Legislature pulls new car-tracking bill

August 25, 2008 7:17:10 PM PDT
Privacy rights activists scored a big victory in Sacramento on Monday.

It's one that affects everyone who drives in this state. There's been a proposal working its way through the legislature that would have allowed insurance companies to keep closer track of your driving habits. The proposal pitted environmentalists and insurance companies against consumer activists.

New technology allows car insurance companies to know where you drive and when you drive. It can also monitor how fast you leave a light when it turns green and how quick you stop at an intersection -- or if you don't stop at all.

California law doesn't allow that technology to be used to set insurance rates. But, an assembly bill, AB 2800, would have changed that, allowing tracking technology to be used and installed in your car.

"Obviously, some companies would provide a discount to entice you to have this item in your vehicle and then, one of the things it does is allows it to more accurately assess how much your drive," says Tully Lehman of the Insurance Information Institute.

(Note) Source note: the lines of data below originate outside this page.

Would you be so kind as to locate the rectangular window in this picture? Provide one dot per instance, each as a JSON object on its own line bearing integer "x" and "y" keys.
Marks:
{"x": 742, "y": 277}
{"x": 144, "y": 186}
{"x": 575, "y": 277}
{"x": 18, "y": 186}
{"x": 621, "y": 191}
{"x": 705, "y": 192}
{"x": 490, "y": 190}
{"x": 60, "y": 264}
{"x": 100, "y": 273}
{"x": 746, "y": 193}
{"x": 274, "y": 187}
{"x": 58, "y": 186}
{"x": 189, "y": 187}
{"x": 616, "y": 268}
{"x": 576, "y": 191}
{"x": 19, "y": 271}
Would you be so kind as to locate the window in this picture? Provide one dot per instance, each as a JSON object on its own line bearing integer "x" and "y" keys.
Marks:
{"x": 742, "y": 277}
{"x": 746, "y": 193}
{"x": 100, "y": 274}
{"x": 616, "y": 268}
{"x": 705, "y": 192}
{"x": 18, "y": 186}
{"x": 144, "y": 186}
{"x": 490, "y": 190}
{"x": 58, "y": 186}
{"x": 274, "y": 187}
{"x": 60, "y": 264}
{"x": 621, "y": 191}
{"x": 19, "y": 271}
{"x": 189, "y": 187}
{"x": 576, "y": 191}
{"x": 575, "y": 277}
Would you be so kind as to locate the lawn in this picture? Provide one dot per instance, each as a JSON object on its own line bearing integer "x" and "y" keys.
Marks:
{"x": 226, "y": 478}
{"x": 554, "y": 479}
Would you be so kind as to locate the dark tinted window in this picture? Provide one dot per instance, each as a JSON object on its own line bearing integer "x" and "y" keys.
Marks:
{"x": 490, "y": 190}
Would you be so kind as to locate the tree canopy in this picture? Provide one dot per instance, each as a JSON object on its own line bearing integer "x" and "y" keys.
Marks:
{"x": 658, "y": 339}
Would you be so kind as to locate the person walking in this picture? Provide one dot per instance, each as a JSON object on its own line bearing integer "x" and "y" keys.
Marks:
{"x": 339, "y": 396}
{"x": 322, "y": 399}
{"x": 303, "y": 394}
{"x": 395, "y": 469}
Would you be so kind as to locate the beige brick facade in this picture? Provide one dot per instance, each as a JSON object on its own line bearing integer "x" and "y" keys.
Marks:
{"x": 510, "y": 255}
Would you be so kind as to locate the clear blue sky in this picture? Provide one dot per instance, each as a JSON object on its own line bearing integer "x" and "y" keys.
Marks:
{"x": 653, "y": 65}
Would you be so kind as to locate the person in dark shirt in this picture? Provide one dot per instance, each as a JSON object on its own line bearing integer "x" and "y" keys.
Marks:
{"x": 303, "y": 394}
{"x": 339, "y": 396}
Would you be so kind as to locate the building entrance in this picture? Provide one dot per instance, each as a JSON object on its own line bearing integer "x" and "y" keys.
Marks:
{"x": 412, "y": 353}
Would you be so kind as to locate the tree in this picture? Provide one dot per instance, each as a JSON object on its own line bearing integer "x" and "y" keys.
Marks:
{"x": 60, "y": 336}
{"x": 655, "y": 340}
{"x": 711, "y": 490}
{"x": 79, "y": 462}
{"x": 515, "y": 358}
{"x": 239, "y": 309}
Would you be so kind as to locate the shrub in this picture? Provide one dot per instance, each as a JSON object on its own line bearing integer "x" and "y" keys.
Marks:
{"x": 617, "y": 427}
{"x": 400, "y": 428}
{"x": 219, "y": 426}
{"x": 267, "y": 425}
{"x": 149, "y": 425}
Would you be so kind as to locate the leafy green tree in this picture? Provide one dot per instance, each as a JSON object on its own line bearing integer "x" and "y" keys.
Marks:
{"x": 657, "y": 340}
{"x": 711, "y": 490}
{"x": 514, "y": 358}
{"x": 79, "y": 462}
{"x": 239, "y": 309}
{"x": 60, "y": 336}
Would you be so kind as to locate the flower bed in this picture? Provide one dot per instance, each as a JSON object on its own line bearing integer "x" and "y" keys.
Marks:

Those who backed AB 2800, say here in California, only mileage could have been tracked. Not where and how you drive. But, consumer activists were concerned the wording was too vague and put privacy at risk.

"We have a huge problem with requiring Californians to pay for their privacy or pay higher insurance rates if they refuse.

I mentioned to Carmen that I've seen reports from across the country that shows how great this technology is that you don't have to have it, but if you choose to have it installed you get a great deal on your insurance.

Carmen replied, stating that "there is really no choice in this situation; either you allow the insurance companies to spy on you or you pay a higher insurance rate. That's no choice."

On Monday, the bill's author, Marin Assemblyman Jared Huffman pulled the legislation. Apparently because of it, however, mileage-based insurance premiums could become a reality in California. However, the tracking concerns of consumer activists have been put to rest for now.